A similar story is told some 55 years later in Time magazine’s report on demonstrations against fraudulent elections in 1961:

When an Iranian wants to be safe from the police, he reverts to an old custom called bast, or asylum. The recognized sanctuaries are Parliament buildings, mosques, the royal palace and stables, and, curiously enough, telegraph offices. As Iran last week reeled through its second national election in seven months, citizens were scampering in all directions seeking bast.

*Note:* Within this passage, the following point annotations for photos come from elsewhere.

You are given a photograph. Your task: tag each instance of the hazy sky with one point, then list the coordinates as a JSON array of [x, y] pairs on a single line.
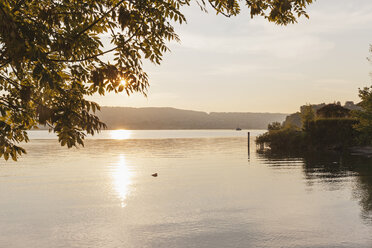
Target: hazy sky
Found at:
[[249, 65]]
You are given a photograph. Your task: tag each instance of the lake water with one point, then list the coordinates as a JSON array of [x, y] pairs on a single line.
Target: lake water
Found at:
[[209, 193]]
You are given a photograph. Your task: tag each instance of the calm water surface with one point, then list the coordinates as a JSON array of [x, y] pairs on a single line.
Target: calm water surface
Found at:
[[209, 193]]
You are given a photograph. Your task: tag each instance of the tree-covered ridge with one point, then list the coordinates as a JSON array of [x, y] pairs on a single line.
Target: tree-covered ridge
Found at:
[[51, 57], [322, 126]]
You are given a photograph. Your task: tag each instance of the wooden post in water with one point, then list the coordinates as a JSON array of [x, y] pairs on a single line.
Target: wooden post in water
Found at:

Sanctuary then has a far wider history – geographically, chronologically and socially – than is generally supposed. Is there any commonality in all its different forms? How does it change over time, and how is it used for different ends? Is it some sort of Foucauldian heterotopia, a ‘counter-site’, some sort of limit to the State and law? Although the focus of the project is upon London from around 1660 to 1725, it requires asking much larger questions.